Seoul: The South Korean captain of a fishing trawler released this week by Somali pirates has described his months in captivity as "hell", saying he feared constantly for his life.
Kim Dae-Geun was one of 43 crew members -- two Koreans, two Chinese and 39 Kenyans -- freed on Wednesday, four months after their boat was hijacked in Kenyan waters.
The 241-ton Keummi 305 is now heading for the Kenyan port of Mombasa under escort by a Finnish warship.
"What made me most anxious was the fear that I could die at any time," Kim, 54, told Yonhap news agency by satellite phone in an interview published on Friday.
He said his captors continually threatened the crew with loaded guns "so I would have died if they went off by accident".
Kim said the hijackers stole everything from the crew -- shoes, underwear and even toilet paper -- leaving them just one undershirt and two pairs of underpants.

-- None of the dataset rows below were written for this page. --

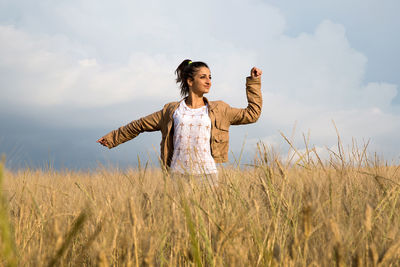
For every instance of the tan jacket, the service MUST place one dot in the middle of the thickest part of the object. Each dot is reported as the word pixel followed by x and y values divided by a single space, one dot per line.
pixel 221 115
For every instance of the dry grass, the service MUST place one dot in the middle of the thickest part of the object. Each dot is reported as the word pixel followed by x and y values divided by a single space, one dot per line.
pixel 341 212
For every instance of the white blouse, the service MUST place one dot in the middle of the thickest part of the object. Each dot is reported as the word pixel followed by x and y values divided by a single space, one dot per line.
pixel 192 132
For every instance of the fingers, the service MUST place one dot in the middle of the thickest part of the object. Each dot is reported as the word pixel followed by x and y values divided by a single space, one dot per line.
pixel 103 142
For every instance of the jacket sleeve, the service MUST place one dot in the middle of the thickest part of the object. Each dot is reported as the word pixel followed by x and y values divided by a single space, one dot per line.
pixel 125 133
pixel 252 112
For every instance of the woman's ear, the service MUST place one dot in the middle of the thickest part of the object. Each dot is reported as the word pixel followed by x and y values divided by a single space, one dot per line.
pixel 190 82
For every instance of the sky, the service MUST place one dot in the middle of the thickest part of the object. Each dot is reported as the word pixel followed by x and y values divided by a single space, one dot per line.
pixel 71 71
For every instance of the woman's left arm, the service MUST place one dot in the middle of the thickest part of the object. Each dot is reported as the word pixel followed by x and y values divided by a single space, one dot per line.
pixel 252 112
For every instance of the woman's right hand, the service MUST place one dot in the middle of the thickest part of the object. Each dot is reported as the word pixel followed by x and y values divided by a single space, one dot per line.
pixel 102 141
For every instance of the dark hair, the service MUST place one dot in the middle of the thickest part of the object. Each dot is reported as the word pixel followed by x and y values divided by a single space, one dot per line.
pixel 187 69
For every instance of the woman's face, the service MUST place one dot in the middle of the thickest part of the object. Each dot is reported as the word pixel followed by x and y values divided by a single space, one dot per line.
pixel 201 82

He said his captors also forced him to take part in four other hijacking attempts, two of which were successful.
"Steering the boat to capture other innocent vessels was really more painful than death because I myself was experiencing hell under the pirates," Kim told Yonhap.
"But I had no choice because they threatened to kill me instantly if I didn`t do what I was told."
The reasons for the trawler`s release are unclear. But sources have said the pirates may have seen little hope of ransom since the boat`s owner had gone bankrupt, and may have found it difficult to feed the crew.
South Korean officials said no ransom was paid.
Since 2006, at least three South Korean vessels have been seized and released after ransoms were paid.
Somali pirates hijacked a South Korean chemical tanker in the Arabian Sea on January 15, but the ship and its crew were rescued by South Korean naval commandos in a dramatic raid six days later.
Eight pirates were killed while all 21 crew were rescued, although the captain was shot and seriously injured.
Five captured Somalis were taken to South Korea and are awaiting trial.